Juru Bicara KPK, Febri Diansyah menyebut kode baru tersebut diketahui lewat proses penggeledahan dan pemeriksaan sejumlah pihak sejauh ini.
"Kami mengidentifikasi satu kode lain selain yang sudah ada selama ini. Kode 'babe' yang mengarah ke salah satu pihak pemberi suap. Tapi siap persisnya kami mash belum bisa sampaikan," kata Febri kepada wartawan, Rabu (17/10/2018).
KPK kata Febri, masih harus memastikan nama yang disembuyikan dalam kode Babe tersebut guna mengurai praktik suap dalam pengurusan izin mega proyek Meikarta tersebut.
"Nama belum bisa kami sampaikan. Karena proses masih berjalan," ungkapnya.
Sebelumnya, KPK sudah mendapat sejumlah kode-kode lain yang digunakan untuk mengelabui praktik rasuah izin Meikarta.
Sembilan orang, telah ditetapkan sebagai tersangka dalam perkara ini. Mereka yakni Bupati Bekasi Neneng Hasanah Yasin, Direktur Operasional Lippo Group Billy Sindoro.
Selain mereka berdua, tujuh orang lainnya yang ditetapkan sebagai tersangka adalah pegawai Lippo Group Henry Jasmen, dua konsultan Lippo Group yaitu Taryudi dan Fitra Djaja Purnama.
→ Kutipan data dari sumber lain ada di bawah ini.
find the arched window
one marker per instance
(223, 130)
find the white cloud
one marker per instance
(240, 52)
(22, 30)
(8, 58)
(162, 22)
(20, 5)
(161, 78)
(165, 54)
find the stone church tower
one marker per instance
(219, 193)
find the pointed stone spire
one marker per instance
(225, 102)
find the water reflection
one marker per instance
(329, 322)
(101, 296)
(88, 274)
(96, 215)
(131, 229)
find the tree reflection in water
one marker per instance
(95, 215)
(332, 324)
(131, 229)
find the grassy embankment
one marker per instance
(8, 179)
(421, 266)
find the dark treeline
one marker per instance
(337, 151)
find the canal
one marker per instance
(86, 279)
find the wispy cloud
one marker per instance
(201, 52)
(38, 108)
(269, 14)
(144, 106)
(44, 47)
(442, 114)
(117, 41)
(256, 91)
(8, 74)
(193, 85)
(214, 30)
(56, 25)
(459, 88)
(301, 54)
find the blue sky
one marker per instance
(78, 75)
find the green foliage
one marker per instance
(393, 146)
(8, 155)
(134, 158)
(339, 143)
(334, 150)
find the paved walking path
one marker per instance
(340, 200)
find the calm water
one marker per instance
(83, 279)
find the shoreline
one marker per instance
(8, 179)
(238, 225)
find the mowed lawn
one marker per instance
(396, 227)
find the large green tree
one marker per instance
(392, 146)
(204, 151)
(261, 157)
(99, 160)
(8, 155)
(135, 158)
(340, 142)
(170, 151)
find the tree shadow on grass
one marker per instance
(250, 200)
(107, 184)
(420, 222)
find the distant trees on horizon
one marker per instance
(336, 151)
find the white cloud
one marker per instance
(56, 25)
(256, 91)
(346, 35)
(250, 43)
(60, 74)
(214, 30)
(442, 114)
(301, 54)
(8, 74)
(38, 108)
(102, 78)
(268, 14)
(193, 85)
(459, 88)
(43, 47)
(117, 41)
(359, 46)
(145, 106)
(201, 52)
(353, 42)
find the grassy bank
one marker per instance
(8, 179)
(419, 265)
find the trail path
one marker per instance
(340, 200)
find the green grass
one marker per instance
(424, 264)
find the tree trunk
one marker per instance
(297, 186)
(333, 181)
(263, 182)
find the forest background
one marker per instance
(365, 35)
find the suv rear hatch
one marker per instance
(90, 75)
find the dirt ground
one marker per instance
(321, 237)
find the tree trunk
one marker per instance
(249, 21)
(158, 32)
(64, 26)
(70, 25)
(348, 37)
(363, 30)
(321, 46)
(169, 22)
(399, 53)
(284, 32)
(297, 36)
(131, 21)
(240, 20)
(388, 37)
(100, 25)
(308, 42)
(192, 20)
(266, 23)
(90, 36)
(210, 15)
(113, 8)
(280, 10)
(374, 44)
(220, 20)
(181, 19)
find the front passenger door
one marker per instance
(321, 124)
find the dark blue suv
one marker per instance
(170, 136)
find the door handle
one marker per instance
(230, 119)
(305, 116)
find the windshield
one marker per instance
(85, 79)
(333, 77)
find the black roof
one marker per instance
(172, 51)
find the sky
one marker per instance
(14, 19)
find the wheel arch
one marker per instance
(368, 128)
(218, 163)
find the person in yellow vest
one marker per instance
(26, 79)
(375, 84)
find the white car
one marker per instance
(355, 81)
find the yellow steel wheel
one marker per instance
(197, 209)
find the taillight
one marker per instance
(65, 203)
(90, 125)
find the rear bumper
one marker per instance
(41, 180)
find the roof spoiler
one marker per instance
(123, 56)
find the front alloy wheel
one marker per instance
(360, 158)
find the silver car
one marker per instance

Kemudian Kepala Dinas PUPR Kabupaten Bekasi Jamaludin, Kepala Dinas Pemadam Kebakaran Kabupaten Bekasi Sahat M Nohor, Kepala Dinas Penanaman Modal dan Pelayanan Perizinan Terpadu Bekasi Kabupaten Dewi Tisnawati, serta Kepala Bidang Tata Ruang Dinas PUPR Bekasi Neneng Rahmi.[jat]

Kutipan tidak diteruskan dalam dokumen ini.